Het VN-verdrag Handicap schrijft een samenleving voor waarin mensen met een handicap een leven kunnen leiden gelijkwaardig aan mensen zonder een handicap. Maar hoe ziet dat er concreet uit? Aflevering 5: wanneer Iris Wijnen de deur uit stapt, komt ze in een wereld met een onbegrijpelijke taal terecht.
VN-verdrag Handicap artikel 8 lid 2aii: “De Staten die Partij zijn verplichten zich onmiddellijke, doeltreffende en passende maatregelen te nemen. Maatregelen daartoe omvatten een positieve beeldvorming van, en grotere sociale bewustwording ten opzichte van personen met een handicap te bevorderen.”
Iris Wijnen (53) woont met haar partner en twee van haar drie kinderen onder de rook van Den Bosch. Ze gaat ‘belachelijk vaak’ op reis. Daarnaast maakt ze graag haar handen vuil, in de tuin, of in het net-gekochte klushuis. Haar geld verdient ze als adviseur diversiteit en inclusie bij de provincie Gelderland. De vijfde dag in de werkweek vult ze als zelfstandige. Dan geeft ze workshops of presentaties over gebarentaal of over de vraag hoe je met dove collega’s omgaat. Als bestuurslid van het adviescollege Nederlandse Gebarentaal adviseert ze het ministerie van Binnenlandse Zaken en Koninkrijksrelaties over actuele ontwikkelingen in de Nederlandse samenleving. Vanaf de zevende maand na haar geboorte hoort Iris niets meer.
Wat is het probleem?
“Op het moment dat ik mijn huis verlaat, kom ik in een wereld terecht waarvan ik de taal niet versta. Vooral op het gebied van communicatie heb ik daar last van. Als ik bijvoorbeeld in een winkel advies wil over welke printer ik het beste kan nemen, versta ik vaak de medewerker niet. Ik kan prima liplezen en als iemand rustig en duidelijk praat, gaat dat goed. Maar vaak wordt ik geholpen door jonge mensen en die gaan dan druk en snel praten. En als ik in een restaurant zit en ik vraag wat er precies in een gerecht zit, versta ik het ook niet.”
Hoe los je het op?
“Als ik in een restaurant niet versta wat er in een gerecht zit, neem ik dat gerecht maar niet. Dat is zonde, want daardoor kan zo’n restauranthouder omzet mislopen. En informatie over de beste printer zoek ik liever op internet op. Dan krijg ik tenminste een antwoord op mijn vraag, maar ik merk dan wel dat ik contact met andere mensen vermijd. Ik voel me daardoor weleens eenzaam.”
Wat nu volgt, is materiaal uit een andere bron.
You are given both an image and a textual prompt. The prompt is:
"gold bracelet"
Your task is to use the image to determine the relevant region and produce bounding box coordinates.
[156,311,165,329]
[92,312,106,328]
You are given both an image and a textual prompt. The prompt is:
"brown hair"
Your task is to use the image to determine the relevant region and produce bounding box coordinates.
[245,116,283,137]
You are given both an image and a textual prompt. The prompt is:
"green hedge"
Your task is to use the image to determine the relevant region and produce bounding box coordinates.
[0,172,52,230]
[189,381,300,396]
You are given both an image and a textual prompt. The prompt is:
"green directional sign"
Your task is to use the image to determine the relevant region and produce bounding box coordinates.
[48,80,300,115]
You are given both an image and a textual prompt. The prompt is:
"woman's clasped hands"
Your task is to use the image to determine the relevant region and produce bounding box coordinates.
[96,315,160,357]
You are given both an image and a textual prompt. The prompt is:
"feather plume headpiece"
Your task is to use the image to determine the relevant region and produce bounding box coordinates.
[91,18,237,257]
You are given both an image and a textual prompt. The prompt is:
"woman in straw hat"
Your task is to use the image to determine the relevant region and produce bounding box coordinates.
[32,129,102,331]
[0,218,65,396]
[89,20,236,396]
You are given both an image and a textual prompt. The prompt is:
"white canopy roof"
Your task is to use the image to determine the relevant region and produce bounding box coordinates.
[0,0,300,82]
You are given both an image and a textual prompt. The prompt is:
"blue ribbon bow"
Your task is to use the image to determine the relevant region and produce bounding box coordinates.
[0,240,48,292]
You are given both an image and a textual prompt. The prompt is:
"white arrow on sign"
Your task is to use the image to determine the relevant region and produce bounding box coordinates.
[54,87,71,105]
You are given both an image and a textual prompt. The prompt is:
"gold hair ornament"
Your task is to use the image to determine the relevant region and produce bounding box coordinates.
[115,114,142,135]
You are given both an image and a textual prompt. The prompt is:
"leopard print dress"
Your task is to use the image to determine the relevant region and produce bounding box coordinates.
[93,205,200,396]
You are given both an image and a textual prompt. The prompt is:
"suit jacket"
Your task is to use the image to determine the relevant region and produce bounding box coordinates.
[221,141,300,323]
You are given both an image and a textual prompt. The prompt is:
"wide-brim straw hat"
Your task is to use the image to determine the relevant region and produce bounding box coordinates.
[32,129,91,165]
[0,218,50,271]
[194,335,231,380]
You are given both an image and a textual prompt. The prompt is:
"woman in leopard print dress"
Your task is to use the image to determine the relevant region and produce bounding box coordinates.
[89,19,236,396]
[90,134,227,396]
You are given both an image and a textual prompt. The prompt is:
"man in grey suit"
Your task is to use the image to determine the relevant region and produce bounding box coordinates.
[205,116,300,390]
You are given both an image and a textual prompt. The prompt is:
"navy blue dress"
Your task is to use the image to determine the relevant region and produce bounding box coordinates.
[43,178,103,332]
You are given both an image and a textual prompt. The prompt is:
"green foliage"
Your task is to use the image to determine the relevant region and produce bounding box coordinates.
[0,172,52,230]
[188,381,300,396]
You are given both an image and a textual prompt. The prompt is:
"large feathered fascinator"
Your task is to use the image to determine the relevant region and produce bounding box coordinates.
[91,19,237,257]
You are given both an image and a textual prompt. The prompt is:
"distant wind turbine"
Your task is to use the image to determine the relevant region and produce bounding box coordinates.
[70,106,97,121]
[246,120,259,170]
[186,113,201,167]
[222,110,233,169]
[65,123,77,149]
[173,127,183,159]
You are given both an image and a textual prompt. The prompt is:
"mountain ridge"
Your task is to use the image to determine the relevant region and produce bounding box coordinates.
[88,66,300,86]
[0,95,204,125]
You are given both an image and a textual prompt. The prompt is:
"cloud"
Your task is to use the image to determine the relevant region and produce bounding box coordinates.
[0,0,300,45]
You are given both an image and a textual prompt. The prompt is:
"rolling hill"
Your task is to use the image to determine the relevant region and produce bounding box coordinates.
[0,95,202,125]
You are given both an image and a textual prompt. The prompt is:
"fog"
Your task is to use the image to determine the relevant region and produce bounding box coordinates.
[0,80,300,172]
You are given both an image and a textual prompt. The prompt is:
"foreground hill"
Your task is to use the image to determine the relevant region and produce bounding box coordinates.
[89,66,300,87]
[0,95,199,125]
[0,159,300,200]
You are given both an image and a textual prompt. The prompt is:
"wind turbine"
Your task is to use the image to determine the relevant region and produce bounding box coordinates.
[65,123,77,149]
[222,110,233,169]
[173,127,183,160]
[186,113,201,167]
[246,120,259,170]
Wat is de ideale situatie?
“Het zou fijn zijn als iedereen op school Nederlandse gebarentaal leert. Het is inmiddels een van de drie officiële talen in Nederland, naast het Nederlands en het Fries. Op dit moment praten we als adviescollege veel over onderwijs met het ministerie, maar de ontwikkeling gaat traag. Er zijn scholen die zelfs Chinees aanbieden, dus het moet mogelijk zijn. Als iedereen iets van Nederlandse gebarentaal kan, kan ik tenminste meer communiceren met horende mensen en verstarren ze niet meer zo als ik ze wat vraag.”
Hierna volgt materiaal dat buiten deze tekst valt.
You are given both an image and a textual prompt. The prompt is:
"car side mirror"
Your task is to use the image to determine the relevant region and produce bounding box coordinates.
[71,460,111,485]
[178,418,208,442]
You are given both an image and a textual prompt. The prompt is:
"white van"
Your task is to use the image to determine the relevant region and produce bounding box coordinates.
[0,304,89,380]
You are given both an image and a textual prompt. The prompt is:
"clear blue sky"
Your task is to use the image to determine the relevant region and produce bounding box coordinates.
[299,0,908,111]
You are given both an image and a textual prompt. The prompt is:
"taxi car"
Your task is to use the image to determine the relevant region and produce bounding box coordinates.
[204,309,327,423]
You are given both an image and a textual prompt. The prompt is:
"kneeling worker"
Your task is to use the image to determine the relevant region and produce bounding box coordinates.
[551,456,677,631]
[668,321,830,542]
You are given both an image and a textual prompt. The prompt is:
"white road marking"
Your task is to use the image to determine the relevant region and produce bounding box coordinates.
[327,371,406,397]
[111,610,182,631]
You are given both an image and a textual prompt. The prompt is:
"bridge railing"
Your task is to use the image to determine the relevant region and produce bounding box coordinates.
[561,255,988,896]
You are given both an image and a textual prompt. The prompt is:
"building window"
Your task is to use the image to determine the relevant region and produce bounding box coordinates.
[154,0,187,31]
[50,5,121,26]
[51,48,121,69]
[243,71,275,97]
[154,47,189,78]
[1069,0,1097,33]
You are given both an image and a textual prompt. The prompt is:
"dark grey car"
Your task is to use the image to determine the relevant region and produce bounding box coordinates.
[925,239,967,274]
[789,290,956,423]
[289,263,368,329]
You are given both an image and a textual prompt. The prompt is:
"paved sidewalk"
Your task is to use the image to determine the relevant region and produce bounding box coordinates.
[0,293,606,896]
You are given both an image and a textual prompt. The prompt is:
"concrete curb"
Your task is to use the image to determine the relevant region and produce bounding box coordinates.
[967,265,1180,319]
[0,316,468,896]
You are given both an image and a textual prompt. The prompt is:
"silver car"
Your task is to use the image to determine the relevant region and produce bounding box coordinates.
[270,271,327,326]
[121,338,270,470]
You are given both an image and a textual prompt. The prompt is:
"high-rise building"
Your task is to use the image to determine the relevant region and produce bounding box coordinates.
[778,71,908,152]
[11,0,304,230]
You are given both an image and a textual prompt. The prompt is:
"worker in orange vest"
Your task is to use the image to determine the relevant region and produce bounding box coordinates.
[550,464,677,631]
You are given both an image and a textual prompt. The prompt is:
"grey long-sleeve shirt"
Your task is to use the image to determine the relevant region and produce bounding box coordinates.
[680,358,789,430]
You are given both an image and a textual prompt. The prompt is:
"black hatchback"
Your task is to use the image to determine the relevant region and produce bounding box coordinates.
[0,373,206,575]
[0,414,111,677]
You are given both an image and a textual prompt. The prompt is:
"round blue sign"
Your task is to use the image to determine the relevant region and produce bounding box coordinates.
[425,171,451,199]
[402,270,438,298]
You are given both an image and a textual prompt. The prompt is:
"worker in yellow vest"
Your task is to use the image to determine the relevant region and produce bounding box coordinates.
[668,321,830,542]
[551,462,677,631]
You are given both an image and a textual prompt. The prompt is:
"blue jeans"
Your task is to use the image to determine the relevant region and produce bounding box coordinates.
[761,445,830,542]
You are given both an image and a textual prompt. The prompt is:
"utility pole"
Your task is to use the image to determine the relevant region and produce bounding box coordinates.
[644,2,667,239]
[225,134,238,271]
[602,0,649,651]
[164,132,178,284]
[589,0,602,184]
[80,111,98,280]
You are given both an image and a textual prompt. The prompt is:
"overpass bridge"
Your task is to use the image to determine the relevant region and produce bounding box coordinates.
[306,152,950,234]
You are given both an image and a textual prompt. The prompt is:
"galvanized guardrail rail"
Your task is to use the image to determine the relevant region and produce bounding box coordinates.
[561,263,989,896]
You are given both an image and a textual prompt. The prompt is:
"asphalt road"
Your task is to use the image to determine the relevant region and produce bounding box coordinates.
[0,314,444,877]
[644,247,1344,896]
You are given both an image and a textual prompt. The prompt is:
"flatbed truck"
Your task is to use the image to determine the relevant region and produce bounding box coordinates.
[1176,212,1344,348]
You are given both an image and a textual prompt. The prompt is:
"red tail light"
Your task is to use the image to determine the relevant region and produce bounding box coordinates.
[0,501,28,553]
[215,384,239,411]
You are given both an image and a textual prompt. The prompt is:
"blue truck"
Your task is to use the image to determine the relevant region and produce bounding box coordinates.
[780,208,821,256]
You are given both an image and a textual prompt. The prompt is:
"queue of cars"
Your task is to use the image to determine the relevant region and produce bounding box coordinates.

Jurist VN-verdrag Handicap Jiska Ogier: “De vraag van Iris hier is een heel begrijpelijke; als meer mensen Nederlandse Gebarentaal (NGT) zouden kennen, wordt de maatschappij voor haar veel toegankelijker. Hoe afdwingbaar dit is in het licht van het Verdrag ligt ingewikkelder. Het Verdrag geeft in ieder geval het recht op informatie (artikel 21), in de Concluding Observations is zelfs expliciet genoemd dat het rapport in gebarentaal beschikbaar zou moeten komen. Naast de verplichting is er natuurlijk nog het praktische aspect; zijn er docenten NGT beschikbaar en in hoeverre is er animo voor een dergelijk vak op school? Daarin speelt bewustwording weer een belangrijke rol en kan gesteld worden dat – als hier onder ervaringsdeskundigen inderdaad brede steun voor is – de overheid moet investeren in deze mogelijkheid.
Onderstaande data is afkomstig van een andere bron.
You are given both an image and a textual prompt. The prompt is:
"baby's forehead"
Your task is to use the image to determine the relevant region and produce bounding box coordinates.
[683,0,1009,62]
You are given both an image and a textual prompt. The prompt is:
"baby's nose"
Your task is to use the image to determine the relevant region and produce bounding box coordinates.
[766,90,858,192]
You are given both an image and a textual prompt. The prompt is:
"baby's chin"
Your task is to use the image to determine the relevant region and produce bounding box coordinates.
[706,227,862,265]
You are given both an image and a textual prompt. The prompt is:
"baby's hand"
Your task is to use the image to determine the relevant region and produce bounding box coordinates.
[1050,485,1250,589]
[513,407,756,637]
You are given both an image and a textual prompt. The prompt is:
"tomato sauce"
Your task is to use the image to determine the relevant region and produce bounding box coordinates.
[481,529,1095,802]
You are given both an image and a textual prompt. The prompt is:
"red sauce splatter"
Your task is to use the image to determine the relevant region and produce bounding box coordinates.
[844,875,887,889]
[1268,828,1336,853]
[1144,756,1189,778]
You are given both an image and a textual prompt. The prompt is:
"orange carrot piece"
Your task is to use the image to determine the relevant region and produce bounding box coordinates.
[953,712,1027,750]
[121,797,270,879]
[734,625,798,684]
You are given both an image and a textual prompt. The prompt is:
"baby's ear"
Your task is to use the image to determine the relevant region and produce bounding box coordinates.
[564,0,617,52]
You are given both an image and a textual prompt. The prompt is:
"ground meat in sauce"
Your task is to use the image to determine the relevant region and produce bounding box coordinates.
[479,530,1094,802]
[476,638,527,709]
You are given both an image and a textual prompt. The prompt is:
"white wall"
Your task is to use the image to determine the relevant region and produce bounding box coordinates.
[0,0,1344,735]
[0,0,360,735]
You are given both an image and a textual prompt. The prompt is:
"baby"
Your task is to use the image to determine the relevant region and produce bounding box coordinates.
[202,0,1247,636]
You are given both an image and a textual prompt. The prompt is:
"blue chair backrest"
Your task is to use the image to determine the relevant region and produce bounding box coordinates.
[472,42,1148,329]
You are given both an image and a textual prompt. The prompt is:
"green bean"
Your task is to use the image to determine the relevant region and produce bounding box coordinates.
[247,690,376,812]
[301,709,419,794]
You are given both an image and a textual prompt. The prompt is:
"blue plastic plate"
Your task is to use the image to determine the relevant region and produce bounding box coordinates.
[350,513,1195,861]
“Overigens wil ik daarbij wel opmerken dat in het standaard onderwijscurriculum sowieso vaak weinig informatie over personen met een handicap is (het is vaak afhankelijk van de school zelf of hier aandacht voor is). Daarop zou overigens inclusief onderwijs – zoals ook het VN-verdrag Handicap voorschrijft – een enorme vooruitgang zijn, het VN-comité benoemde in zijn Concluding Observations expliciet de tekortkomingen van het onderwijs voor mensen met een auditieve beperking.”